One theologian wrote that “the one and only test of a valid religious idea, doctrinal statement, spiritual experience, or devotional practice was that is must lead directly to practical compassion. If your understanding of the divine made you kinder, more empathetic, and impelled you to express this sympathy in concrete acts of loving-kindness, this was good theology.”

The relationship with Jesus does not depend on physical presence. It depends on the presence of the love of God in the life of the community. And the love for God is present whenever those who love Jesus keep his commandments, when they continue to live out the love that Jesus showed in his own life and death. There is an insistence in these verses on love as the sign of fidelity to Jesus. Love is the way to communion with God, Jesus and the Holy Spirit. It suggests that the faithful community in any generation, including our own, will enter into relationship with Jesus only when it takes on and lives out the love of God.

Prayers of Intercession (adapted from Sundays and Seasons by Mary Braudrick)

Uplifted by the promised hope of healing and resurrection, we join the people of God in all times and places in praying for the church, the world and all who are in need. 

A brief silence

Abiding God, you have revealed yourself to us in the form of your Son, Jesus Christ. Embolden your church, as your followers, to reveal your love to everyone in our speaking and in our living. May others know us by our love for you and for one another. May we practice only actions which exemplify You. Lord, in your mercy, hear our prayer. 

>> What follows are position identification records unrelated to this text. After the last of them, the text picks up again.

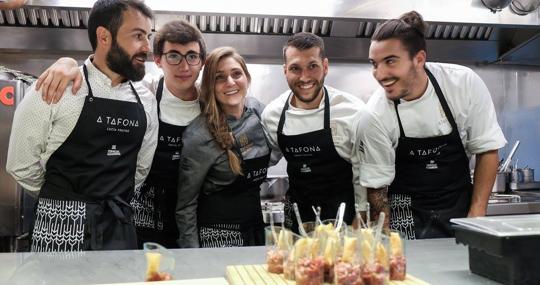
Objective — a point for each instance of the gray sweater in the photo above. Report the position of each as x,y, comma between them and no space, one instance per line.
204,166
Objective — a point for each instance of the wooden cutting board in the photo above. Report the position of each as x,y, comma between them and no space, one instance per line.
206,281
257,274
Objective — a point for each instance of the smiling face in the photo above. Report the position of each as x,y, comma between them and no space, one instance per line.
231,84
130,47
305,71
401,76
182,76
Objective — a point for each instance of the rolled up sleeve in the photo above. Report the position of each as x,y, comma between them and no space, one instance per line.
375,152
28,141
483,130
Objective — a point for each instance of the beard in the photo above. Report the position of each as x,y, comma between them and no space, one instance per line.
310,97
404,85
119,61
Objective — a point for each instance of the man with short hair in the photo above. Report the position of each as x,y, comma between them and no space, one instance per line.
86,154
426,120
311,125
180,51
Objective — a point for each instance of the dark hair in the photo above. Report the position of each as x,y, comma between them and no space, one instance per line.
110,15
179,32
303,41
410,29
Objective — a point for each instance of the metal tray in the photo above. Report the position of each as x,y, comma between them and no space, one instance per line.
524,186
503,226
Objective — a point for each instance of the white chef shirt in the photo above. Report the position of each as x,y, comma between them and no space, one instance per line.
471,106
344,108
174,110
39,129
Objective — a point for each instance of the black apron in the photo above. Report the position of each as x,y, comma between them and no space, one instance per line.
432,182
318,175
154,202
88,179
235,209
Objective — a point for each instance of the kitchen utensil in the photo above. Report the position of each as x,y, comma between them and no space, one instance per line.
506,163
500,182
528,175
516,175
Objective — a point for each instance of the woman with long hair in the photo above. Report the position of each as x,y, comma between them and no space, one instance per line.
224,160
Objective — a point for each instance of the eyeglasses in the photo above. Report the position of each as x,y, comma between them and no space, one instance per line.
175,58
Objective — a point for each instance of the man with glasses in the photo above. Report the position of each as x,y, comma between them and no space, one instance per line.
179,50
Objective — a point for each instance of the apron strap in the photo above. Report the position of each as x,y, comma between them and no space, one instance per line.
159,94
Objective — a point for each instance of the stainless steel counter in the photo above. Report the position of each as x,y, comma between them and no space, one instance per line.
529,203
438,261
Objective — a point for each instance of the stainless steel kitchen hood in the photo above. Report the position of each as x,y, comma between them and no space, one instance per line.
460,30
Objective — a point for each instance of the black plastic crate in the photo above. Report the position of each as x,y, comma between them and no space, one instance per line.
510,260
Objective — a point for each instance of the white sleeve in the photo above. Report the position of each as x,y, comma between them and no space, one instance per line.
148,146
360,193
28,140
151,81
376,152
483,130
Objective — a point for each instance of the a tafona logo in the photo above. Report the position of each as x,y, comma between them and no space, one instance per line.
121,122
113,151
303,149
305,169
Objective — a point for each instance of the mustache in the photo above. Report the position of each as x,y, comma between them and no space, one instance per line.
140,54
389,79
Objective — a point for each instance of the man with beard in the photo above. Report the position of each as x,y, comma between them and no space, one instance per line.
86,154
312,127
180,51
426,120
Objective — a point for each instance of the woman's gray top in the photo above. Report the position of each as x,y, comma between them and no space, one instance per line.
204,166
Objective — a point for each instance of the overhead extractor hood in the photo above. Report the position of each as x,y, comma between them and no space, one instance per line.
459,30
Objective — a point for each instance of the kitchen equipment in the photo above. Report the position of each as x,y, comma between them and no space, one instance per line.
528,175
506,163
535,185
502,248
496,5
516,175
501,181
274,188
275,209
504,198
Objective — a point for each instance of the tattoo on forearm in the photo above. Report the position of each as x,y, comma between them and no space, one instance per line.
378,200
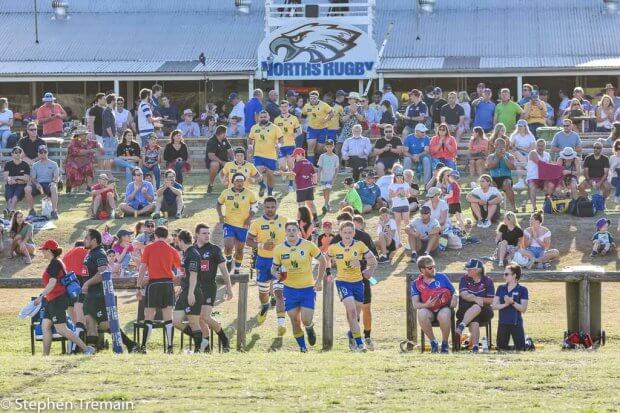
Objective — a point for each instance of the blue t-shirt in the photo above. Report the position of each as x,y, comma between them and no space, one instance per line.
510,315
441,281
368,194
416,145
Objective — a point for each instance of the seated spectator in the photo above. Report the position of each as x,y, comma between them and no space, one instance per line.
485,202
139,196
188,127
476,292
537,243
443,147
596,172
509,238
44,177
104,198
356,150
423,234
511,301
176,155
501,164
433,307
16,176
22,237
416,154
478,147
169,197
151,157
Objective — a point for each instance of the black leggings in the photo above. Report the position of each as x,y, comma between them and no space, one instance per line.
505,331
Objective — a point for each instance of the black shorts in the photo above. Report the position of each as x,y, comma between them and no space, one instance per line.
183,305
56,310
209,292
94,306
305,194
485,315
159,294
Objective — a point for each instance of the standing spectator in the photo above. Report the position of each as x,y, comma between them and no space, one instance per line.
51,115
176,155
188,127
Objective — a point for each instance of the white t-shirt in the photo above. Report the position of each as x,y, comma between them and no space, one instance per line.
5,117
398,201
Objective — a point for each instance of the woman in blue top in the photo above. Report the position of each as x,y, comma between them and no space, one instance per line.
511,301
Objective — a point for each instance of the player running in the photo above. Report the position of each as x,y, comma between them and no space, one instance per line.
292,265
263,144
265,233
240,204
347,255
211,258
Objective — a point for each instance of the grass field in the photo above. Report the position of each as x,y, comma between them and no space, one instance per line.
385,380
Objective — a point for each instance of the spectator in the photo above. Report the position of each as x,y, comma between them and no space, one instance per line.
485,110
30,144
511,301
44,177
6,122
507,111
128,154
476,292
443,147
417,155
169,197
80,161
176,155
478,147
535,112
537,243
453,115
188,127
16,176
433,307
139,196
509,238
219,151
103,198
356,150
485,202
501,164
51,115
567,137
151,158
596,172
22,237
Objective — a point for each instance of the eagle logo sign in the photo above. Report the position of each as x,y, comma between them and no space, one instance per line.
323,42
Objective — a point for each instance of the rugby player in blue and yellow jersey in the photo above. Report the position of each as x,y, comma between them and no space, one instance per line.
292,265
347,254
265,233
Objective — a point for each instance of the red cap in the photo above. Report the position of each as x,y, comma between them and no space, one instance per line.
50,244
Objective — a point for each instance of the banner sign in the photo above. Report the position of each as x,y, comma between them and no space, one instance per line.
311,50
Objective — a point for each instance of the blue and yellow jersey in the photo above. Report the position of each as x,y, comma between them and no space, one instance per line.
265,140
344,255
288,125
297,259
238,205
316,114
268,229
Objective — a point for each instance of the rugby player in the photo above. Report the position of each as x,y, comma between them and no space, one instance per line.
240,204
347,255
265,233
292,265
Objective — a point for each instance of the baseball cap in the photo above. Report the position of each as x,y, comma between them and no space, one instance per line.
50,244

You are the creator of heaven and earth. Revitalize the health of oceans, rivers, lakes, springs, glaciers, and other bodies of water that give life to your creatures. May we always be grateful for the water conveniences in our daily lives, and careful in our use. Lord, in your mercy, hear our prayer.

You call people of the world your children. Judge the nations justly, show mercy to the oppressed, and speak truth to power through your prophets and even us, when necessary. Lord, in your mercy, hear our prayer.

You come to us when we are lost, and you hear our distress. We pray for those who suffer in any way…especially…those who suffer with COVID-19. Please bring them recovery and full healing. Those who are mourning the death of loved ones. Those who are suffering economic and food insecurity due to job loss or other causes. Those who are on the edge of their coping skills. May all know You are with them in their sufferings. Lord, in your mercy, hear our prayer. 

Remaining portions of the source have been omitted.